The Trump administration has done little to endear itself to Silicon Valley by trading tit-for-tat tariffs with Beijing. The trade war has dried up investment flows, snarled supply chains, and raised the cost of doing business.

“China is really the partner of American high tech companies for manufacturing and assembly, but also as consumers,” said Michael Cusumano, a deputy dean at MIT’s Sloan School of Management who has written several books about the inner workings of Silicon Valley businesses. “The administrations before Trump have not imposed these kinds of tariffs or restrictions that Trump has, and they actually harm business.”

With the possible exception of Oracle—which gained a crucial cloud computing contract thanks to the Trump administration’s attempt to wrest control of TikTok away from its Chinese owners—most Big Tech firms would likely prefer Biden’s less disruptive brand of foreign policy. The Democrat is expected to ratchet down the trade war, although he will still face internal pressure to confront Beijing on its economic practices and human rights record.

Immigration

Trump has further antagonized Silicon Valley by cutting off immigrant work visas during the pandemic, targeting the H-1B visas that many tech firms rely on to attract top talent from around the world.
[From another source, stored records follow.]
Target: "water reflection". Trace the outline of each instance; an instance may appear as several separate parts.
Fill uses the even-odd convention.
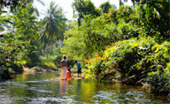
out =
[[[0,83],[0,104],[162,104],[166,99],[146,94],[141,86],[94,80],[48,80],[55,73],[18,75]]]
[[[60,82],[60,97],[66,95],[69,89],[69,85],[71,84],[71,80],[59,80]]]

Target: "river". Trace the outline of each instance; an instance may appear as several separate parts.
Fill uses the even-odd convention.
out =
[[[0,104],[168,104],[141,86],[87,79],[51,81],[57,73],[18,74],[0,82]],[[170,102],[169,102],[170,103]]]

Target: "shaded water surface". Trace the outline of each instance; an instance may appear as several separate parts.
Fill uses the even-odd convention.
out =
[[[146,94],[140,86],[77,79],[50,81],[56,73],[19,74],[0,82],[0,104],[165,104],[166,98]]]

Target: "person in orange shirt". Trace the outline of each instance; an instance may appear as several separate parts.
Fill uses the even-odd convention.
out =
[[[66,78],[67,78],[67,79],[71,78],[71,70],[70,70],[70,69],[68,69],[68,71],[67,71],[67,76],[66,76]]]

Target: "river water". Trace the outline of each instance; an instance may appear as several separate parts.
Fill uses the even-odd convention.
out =
[[[51,81],[57,73],[18,74],[0,82],[0,104],[170,104],[141,86],[74,79]]]

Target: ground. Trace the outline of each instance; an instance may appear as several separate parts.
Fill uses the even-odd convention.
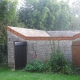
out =
[[[0,67],[0,80],[80,80],[80,75],[29,73],[22,70],[12,71],[7,67]]]

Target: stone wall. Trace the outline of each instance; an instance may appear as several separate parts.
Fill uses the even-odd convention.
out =
[[[7,32],[8,35],[8,65],[15,69],[14,41],[25,41],[24,39]],[[71,40],[26,40],[27,41],[27,62],[33,60],[36,55],[37,59],[44,61],[49,60],[50,55],[57,48],[60,48],[65,58],[72,62],[72,41]]]

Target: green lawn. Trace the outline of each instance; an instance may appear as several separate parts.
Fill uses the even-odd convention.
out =
[[[11,71],[0,67],[0,80],[80,80],[79,75],[61,75],[51,73],[29,73],[21,70]]]

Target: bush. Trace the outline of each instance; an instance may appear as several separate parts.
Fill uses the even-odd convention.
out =
[[[60,50],[51,54],[50,66],[53,72],[60,72],[64,74],[75,74],[77,69],[65,59],[63,53]]]
[[[25,71],[29,72],[43,72],[45,69],[44,63],[35,59],[32,63],[29,63],[25,67]]]

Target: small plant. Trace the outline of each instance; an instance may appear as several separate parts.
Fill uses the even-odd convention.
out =
[[[60,72],[64,74],[75,74],[77,69],[65,59],[63,53],[60,50],[51,54],[50,66],[53,72]]]
[[[35,59],[32,63],[29,63],[25,67],[25,71],[29,72],[43,72],[45,69],[44,63]]]

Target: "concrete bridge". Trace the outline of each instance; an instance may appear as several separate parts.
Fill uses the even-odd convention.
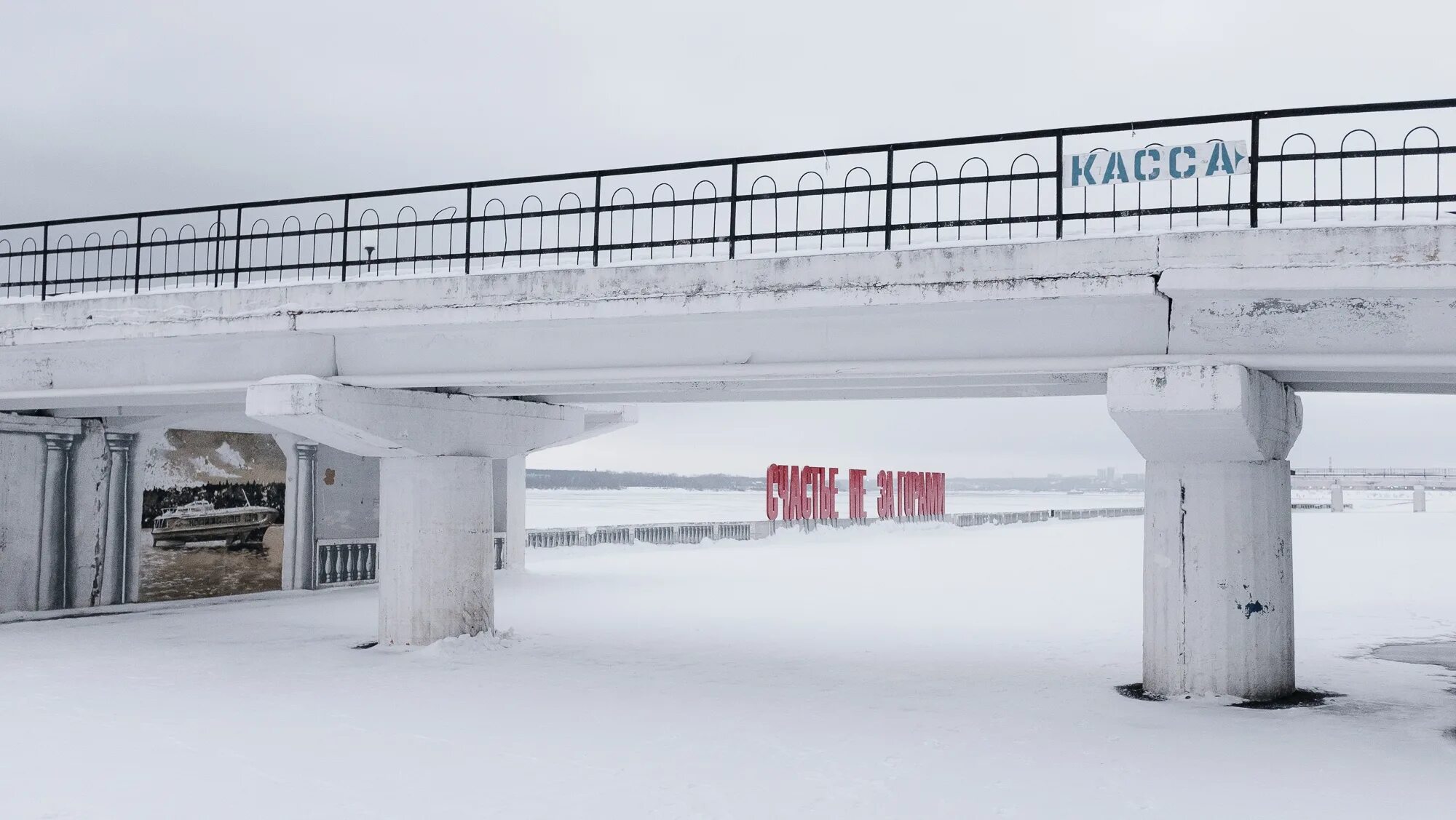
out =
[[[1259,125],[1277,113],[1249,118],[1255,167],[1303,157],[1258,154]],[[1047,134],[1059,148],[1070,135]],[[73,289],[55,298],[47,291],[54,279],[42,272],[39,292],[0,302],[0,410],[9,411],[0,420],[0,494],[12,499],[0,496],[0,516],[9,516],[7,532],[33,534],[33,570],[26,576],[38,589],[32,605],[84,603],[77,576],[92,579],[89,602],[135,595],[131,539],[140,490],[128,458],[132,438],[149,430],[280,438],[296,478],[285,586],[306,586],[312,544],[322,536],[312,510],[319,448],[354,459],[361,473],[377,470],[380,640],[418,644],[491,628],[492,571],[485,557],[492,554],[491,534],[507,532],[507,564],[520,566],[524,454],[630,423],[632,410],[613,404],[1105,394],[1114,420],[1149,461],[1146,689],[1255,699],[1291,692],[1286,457],[1302,426],[1296,393],[1456,391],[1456,222],[1436,212],[1401,224],[1255,227],[1261,211],[1306,206],[1318,218],[1332,205],[1318,196],[1264,201],[1257,180],[1249,182],[1254,195],[1238,205],[1229,177],[1226,202],[1184,208],[1169,199],[1137,212],[1082,211],[1083,222],[1109,218],[1114,231],[1120,218],[1133,215],[1163,215],[1175,227],[1178,214],[1214,212],[1229,217],[1223,230],[1188,225],[1200,230],[1041,241],[1013,234],[1010,227],[1028,221],[1015,214],[916,221],[914,192],[926,185],[914,179],[914,167],[909,177],[895,176],[895,151],[906,150],[890,147],[879,227],[818,225],[789,234],[798,240],[882,231],[891,246],[895,231],[913,240],[916,231],[933,228],[941,238],[942,227],[996,224],[1008,225],[1008,241],[754,253],[757,243],[778,243],[785,233],[776,230],[775,211],[775,230],[735,234],[731,227],[727,254],[645,265],[600,259],[619,249],[719,247],[716,234],[699,240],[689,228],[686,238],[658,240],[649,228],[648,238],[629,234],[626,243],[594,236],[596,265],[475,275],[473,259],[511,256],[508,249],[470,250],[494,220],[489,204],[486,211],[470,204],[476,186],[464,189],[463,220],[399,217],[389,225],[395,246],[380,257],[374,253],[381,246],[364,244],[368,230],[379,236],[377,214],[373,224],[351,227],[352,198],[344,198],[342,228],[255,231],[265,265],[245,262],[240,233],[224,240],[221,231],[211,238],[194,231],[191,240],[143,243],[138,215],[138,238],[125,250],[131,256],[124,254],[137,270],[134,279],[122,276],[135,285],[132,292],[80,298],[84,294]],[[1372,161],[1446,153],[1439,140],[1433,151],[1373,150]],[[1370,156],[1363,151],[1341,142],[1341,154],[1312,151],[1309,161],[1318,170],[1321,158]],[[782,157],[754,161],[788,161]],[[987,190],[1005,182],[1009,211],[1018,202],[1018,161],[1010,177],[971,177]],[[741,192],[737,174],[750,163],[731,164],[729,221],[747,212],[751,222],[759,202],[779,199],[760,196],[757,182]],[[651,209],[619,206],[616,195],[607,204],[603,176],[596,174],[593,208],[556,209],[558,230],[563,215],[590,212],[600,230],[603,215]],[[1037,190],[1060,179],[1040,170],[1025,176]],[[960,192],[965,179],[962,173],[929,188]],[[836,190],[846,204],[869,193],[847,182]],[[667,206],[716,205],[696,196]],[[1369,206],[1379,220],[1380,205],[1392,205],[1376,189],[1335,204]],[[1456,196],[1443,195],[1437,179],[1434,195],[1396,199],[1404,214],[1406,205],[1439,208]],[[1072,218],[1060,188],[1056,201],[1054,215],[1041,215],[1038,205],[1032,220],[1054,220],[1048,238],[1061,237]],[[1233,225],[1235,205],[1248,227]],[[245,208],[262,206],[232,209],[240,225]],[[900,209],[906,214],[897,221]],[[511,217],[515,224],[529,218],[539,215]],[[434,236],[437,227],[462,221],[463,269],[454,250],[406,256],[399,249],[402,227],[415,230],[418,240],[421,225]],[[50,230],[45,225],[47,237]],[[344,237],[344,252],[323,266],[338,276],[300,281],[306,265],[298,256],[266,262],[268,243],[280,236],[333,231]],[[451,230],[448,243],[457,241]],[[71,249],[95,247],[76,243],[63,252],[52,244],[44,238],[29,256],[0,259],[38,259],[48,270],[74,256]],[[166,254],[173,246],[191,247],[194,263],[198,249],[204,262],[213,253],[211,268],[170,270]],[[561,262],[563,247],[561,240],[549,250],[537,244],[537,262],[542,253]],[[575,247],[578,257],[582,247]],[[143,278],[143,254],[159,249],[162,273]],[[361,262],[365,250],[368,262]],[[517,247],[515,256],[524,250]],[[99,273],[87,279],[84,253],[83,275],[68,282],[84,291],[86,282],[116,281]],[[412,275],[358,276],[373,273],[376,259],[396,272],[405,260]],[[285,268],[294,272],[285,282],[242,281],[245,272]],[[220,286],[229,269],[234,286]],[[143,282],[165,289],[143,292]],[[17,566],[15,557],[4,560]],[[10,599],[20,592],[10,590]]]

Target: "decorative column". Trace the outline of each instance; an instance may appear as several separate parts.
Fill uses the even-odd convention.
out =
[[[102,552],[102,598],[98,603],[125,603],[130,567],[137,561],[131,534],[131,448],[135,433],[106,433],[106,523]]]
[[[317,528],[314,522],[314,497],[317,496],[317,462],[319,445],[313,442],[298,442],[293,446],[298,467],[296,471],[297,489],[294,490],[293,510],[293,587],[316,589],[317,574],[314,561],[317,557]]]
[[[495,535],[505,538],[507,570],[526,568],[526,457],[496,458],[491,489],[495,496]]]
[[[66,563],[70,555],[70,515],[67,510],[74,433],[45,433],[45,481],[41,502],[41,571],[36,579],[35,608],[66,609]]]
[[[1294,391],[1241,365],[1118,368],[1108,410],[1147,459],[1143,689],[1294,691]]]

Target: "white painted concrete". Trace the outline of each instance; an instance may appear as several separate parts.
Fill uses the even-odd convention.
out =
[[[67,564],[70,561],[70,459],[76,445],[71,433],[45,435],[45,477],[41,483],[41,570],[35,608],[70,606]]]
[[[248,416],[320,443],[373,457],[505,458],[585,432],[585,413],[415,390],[374,390],[313,377],[280,377],[248,388]]]
[[[1108,409],[1147,459],[1144,691],[1291,692],[1294,391],[1239,365],[1124,368]]]
[[[558,403],[1099,394],[1179,362],[1452,393],[1453,321],[1456,225],[419,276],[0,304],[0,409],[236,410],[288,372]]]
[[[502,532],[518,531],[507,566],[524,563],[526,454],[635,420],[629,410],[587,413],[539,401],[348,387],[314,377],[280,377],[249,387],[246,411],[284,430],[280,438],[306,436],[380,459],[380,641],[397,644],[489,631],[498,520]],[[316,448],[300,442],[293,449],[290,487],[296,489],[288,503],[297,509],[297,529],[291,552],[285,550],[294,560],[288,589],[312,584],[316,539]],[[496,470],[499,499],[492,490]]]
[[[494,459],[495,535],[505,538],[507,570],[526,568],[526,457]]]
[[[380,465],[379,640],[421,646],[489,632],[495,545],[489,458]]]
[[[132,449],[135,433],[106,435],[106,526],[100,595],[93,605],[127,602],[128,564],[137,560],[135,520],[131,518]],[[140,525],[138,525],[140,526]]]
[[[316,584],[316,505],[317,499],[317,459],[319,445],[307,441],[293,445],[294,477],[298,483],[293,494],[293,515],[287,516],[288,529],[293,529],[293,554],[285,557],[290,564],[284,573],[284,589],[313,589]],[[291,571],[290,571],[291,570]]]

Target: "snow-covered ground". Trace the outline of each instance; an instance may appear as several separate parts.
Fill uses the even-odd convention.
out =
[[[514,637],[370,587],[0,625],[0,817],[1450,817],[1456,515],[1296,513],[1299,678],[1143,702],[1140,519],[533,551]]]
[[[874,489],[866,506],[874,510]],[[1329,503],[1329,490],[1294,490],[1296,502]],[[1427,509],[1456,512],[1456,491],[1427,490]],[[840,509],[847,503],[840,499]],[[1345,490],[1345,505],[1361,512],[1411,512],[1409,490]],[[1142,493],[967,493],[945,496],[946,512],[1006,512],[1140,507]],[[763,493],[655,490],[527,490],[526,526],[594,526],[689,520],[759,520]],[[844,515],[843,512],[840,515]]]
[[[1329,500],[1329,499],[1325,499]],[[865,494],[875,509],[875,490]],[[1140,507],[1142,493],[946,493],[945,509],[962,512]],[[849,502],[840,497],[840,515]],[[689,520],[760,520],[763,493],[655,490],[527,490],[526,526],[593,526],[598,523],[658,523]]]

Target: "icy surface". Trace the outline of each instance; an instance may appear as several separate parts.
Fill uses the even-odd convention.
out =
[[[0,816],[1449,817],[1456,516],[1296,513],[1321,708],[1143,702],[1140,519],[531,551],[502,637],[374,590],[0,625]]]
[[[874,475],[869,478],[874,483]],[[1326,497],[1325,500],[1328,502],[1329,499]],[[1409,502],[1409,497],[1406,497],[1406,502]],[[945,494],[945,509],[952,513],[1140,506],[1143,506],[1142,493],[948,491]],[[865,493],[865,507],[874,513],[875,489],[872,486]],[[839,496],[839,509],[840,516],[847,515],[849,499],[844,493]],[[658,490],[651,487],[526,491],[526,526],[531,528],[593,526],[598,523],[760,520],[763,516],[763,491]]]

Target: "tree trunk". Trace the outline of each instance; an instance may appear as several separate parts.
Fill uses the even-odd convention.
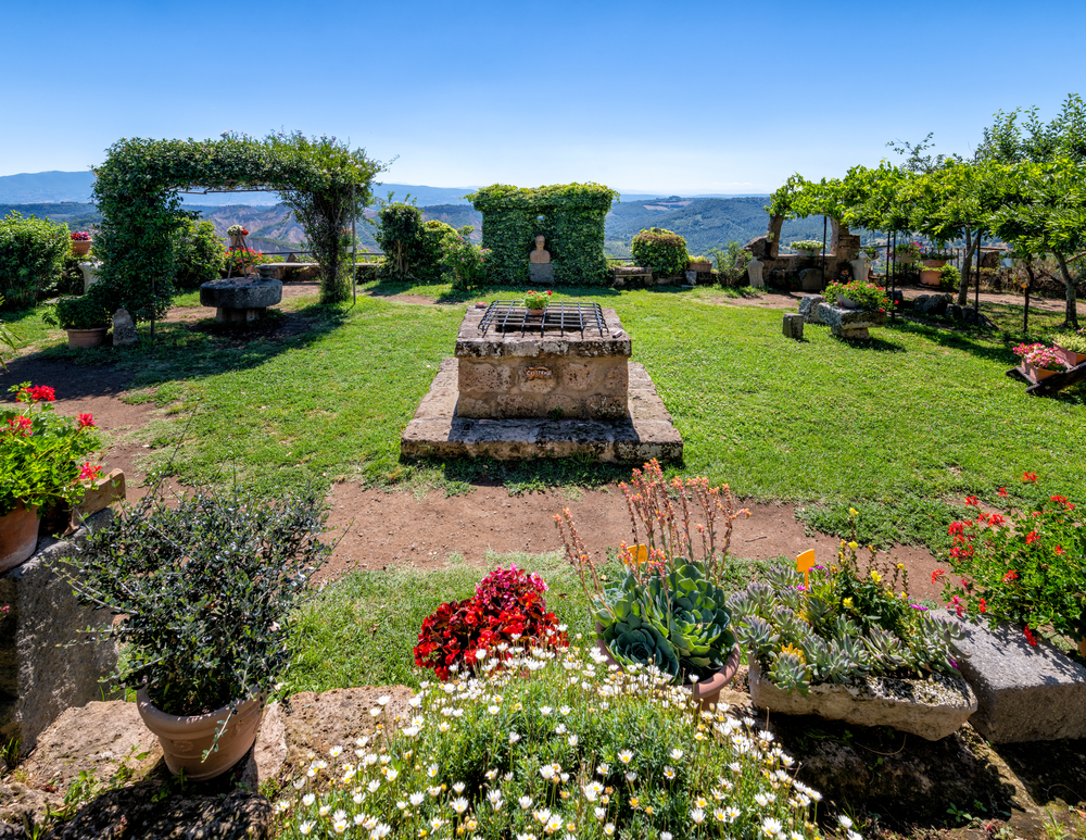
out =
[[[1060,274],[1063,275],[1063,286],[1068,293],[1068,308],[1063,327],[1078,329],[1078,294],[1075,289],[1078,278],[1071,276],[1071,272],[1068,269],[1068,261],[1063,254],[1056,254],[1056,261],[1060,264]]]
[[[973,231],[965,228],[965,256],[961,261],[961,283],[958,285],[958,305],[969,303],[969,277],[973,273],[973,253],[980,245],[981,237],[973,237]]]

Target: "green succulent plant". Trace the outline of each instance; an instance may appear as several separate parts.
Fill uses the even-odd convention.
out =
[[[605,590],[595,617],[611,653],[628,663],[657,665],[673,678],[723,667],[735,645],[728,592],[696,564],[667,575],[628,569]],[[645,628],[652,628],[649,635]]]

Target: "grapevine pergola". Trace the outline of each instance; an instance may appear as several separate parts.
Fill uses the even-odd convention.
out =
[[[185,217],[179,191],[272,190],[305,229],[320,271],[320,300],[345,300],[344,229],[369,204],[384,167],[334,137],[300,133],[264,139],[227,134],[219,140],[122,139],[94,170],[102,222],[94,251],[112,306],[137,322],[165,315],[176,273],[175,237]]]

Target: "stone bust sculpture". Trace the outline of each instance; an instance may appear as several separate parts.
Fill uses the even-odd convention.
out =
[[[532,265],[546,265],[551,262],[551,252],[543,250],[543,243],[546,239],[541,234],[535,237],[535,250],[528,255],[528,262]]]

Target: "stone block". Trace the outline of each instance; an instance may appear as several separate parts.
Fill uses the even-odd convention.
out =
[[[885,312],[849,310],[844,306],[832,306],[825,302],[818,304],[818,316],[821,323],[830,327],[833,335],[841,338],[868,338],[869,327],[881,327],[886,324]]]
[[[976,711],[976,698],[960,677],[930,679],[866,677],[859,685],[821,684],[807,695],[782,691],[750,664],[750,701],[786,715],[819,715],[859,726],[891,726],[937,741],[957,731]]]
[[[91,516],[67,540],[40,540],[26,563],[0,575],[0,740],[18,739],[30,751],[38,736],[65,709],[102,698],[100,679],[116,667],[116,647],[83,642],[80,630],[110,616],[81,606],[59,568],[79,543],[113,518]]]
[[[128,310],[119,309],[113,313],[113,346],[128,347],[139,340],[136,334],[136,325]]]
[[[805,294],[799,301],[799,314],[808,324],[821,324],[818,316],[818,304],[824,301],[821,294]]]
[[[513,379],[512,371],[506,365],[462,364],[462,391],[507,391]]]
[[[973,727],[993,743],[1086,738],[1086,667],[1016,627],[962,623],[962,676],[977,698]]]
[[[799,288],[804,291],[819,291],[822,285],[821,268],[805,268],[799,272]]]

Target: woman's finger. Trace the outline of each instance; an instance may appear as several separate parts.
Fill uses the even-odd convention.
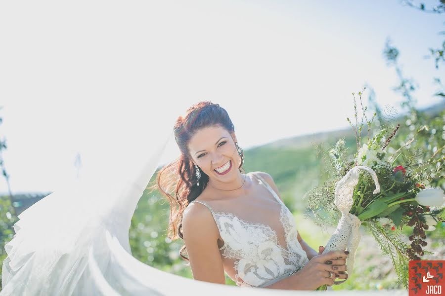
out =
[[[346,264],[346,259],[331,259],[330,260],[326,260],[324,261],[325,264],[330,264],[332,265],[345,265]]]

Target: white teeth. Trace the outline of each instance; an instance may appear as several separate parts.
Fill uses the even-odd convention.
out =
[[[222,174],[222,173],[224,173],[224,172],[225,172],[227,170],[227,169],[228,169],[229,167],[230,167],[230,161],[229,160],[225,163],[225,164],[223,165],[222,167],[221,167],[221,168],[219,168],[218,169],[215,169],[215,170],[220,174]]]

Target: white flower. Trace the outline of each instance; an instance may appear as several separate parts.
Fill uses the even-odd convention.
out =
[[[391,220],[389,218],[386,218],[385,217],[379,218],[378,219],[377,219],[377,221],[378,221],[382,226],[392,222]]]
[[[445,195],[442,189],[426,189],[417,193],[416,201],[423,206],[442,207],[445,202]]]
[[[425,218],[425,222],[428,225],[428,229],[425,229],[428,231],[432,231],[436,229],[436,225],[437,225],[437,221],[435,220],[430,215],[426,215],[423,216]]]

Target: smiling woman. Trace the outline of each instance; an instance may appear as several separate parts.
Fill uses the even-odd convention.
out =
[[[316,262],[323,258],[300,271],[318,254],[304,243],[270,175],[245,173],[243,151],[224,109],[210,102],[195,104],[178,118],[174,132],[180,156],[160,170],[152,188],[170,203],[169,237],[184,240],[180,255],[194,279],[224,284],[225,272],[243,287],[313,290],[332,284],[332,265]],[[171,191],[169,185],[175,185]]]

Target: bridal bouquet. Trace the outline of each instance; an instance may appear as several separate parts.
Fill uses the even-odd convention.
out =
[[[361,93],[358,94],[361,102]],[[356,118],[355,98],[354,102]],[[362,104],[365,118],[366,109]],[[369,121],[366,119],[368,133],[375,115],[374,113]],[[355,128],[350,120],[347,120],[356,131],[358,148],[354,160],[346,160],[346,142],[344,139],[338,140],[325,152],[336,168],[335,177],[305,196],[316,222],[338,225],[323,253],[347,248],[350,252],[348,271],[350,274],[361,238],[358,228],[363,225],[374,236],[383,253],[390,257],[399,277],[398,283],[402,282],[407,289],[409,260],[420,260],[424,254],[432,254],[422,248],[427,244],[423,240],[426,238],[425,231],[434,230],[438,221],[445,221],[444,190],[427,188],[422,184],[441,175],[443,166],[440,164],[441,161],[443,163],[444,157],[436,157],[440,151],[438,149],[429,159],[415,164],[411,164],[413,159],[405,157],[402,158],[407,164],[397,164],[396,161],[405,148],[393,148],[395,152],[391,156],[388,155],[387,149],[399,124],[392,129],[387,123],[372,138],[368,133],[367,141],[362,145],[360,134],[363,125],[356,123]],[[385,139],[389,128],[392,131]],[[401,231],[405,224],[414,226],[413,234],[408,239],[403,239],[406,235]],[[410,245],[405,242],[408,240],[411,242]],[[338,285],[346,280],[334,283]],[[317,290],[326,288],[324,285]]]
The president later announced new, stringent H-1B visa requirements that would significantly raise the cost of hiring foreign workers even after the pandemic.

“The motivation there has been to try to create or keep more jobs for American workers, but the problem from the tech industry perspective is that we don’t have enough of a lot of those experts in software engineering or artificial intelligence,” Cusumano said. “We need those visas.”

Biden, for his part, has vowed to expand the number of visas granted and ensure that foreign students in science, technology, engineering, and math are exempt from visa caps—which is sure to be a welcome prospect for Big Tech firms.

While antitrust investigations and a brawl over Section 230 have dominated recent headlines, Lemley says these may not be the biggest worries for tech executives in the upcoming election. “My guess is that other economic issues will loom large for Silicon Valley—trade wars and China, high-tech immigration, education, and the US standing in the world. The Democrats are better for US businesses down the line on each of those issues.”

At the very least, a Biden victory would represent a strong return on investment for the employees of Big Tech companies, who have directed 95% of their 2020 campaign contributions to the Democrat.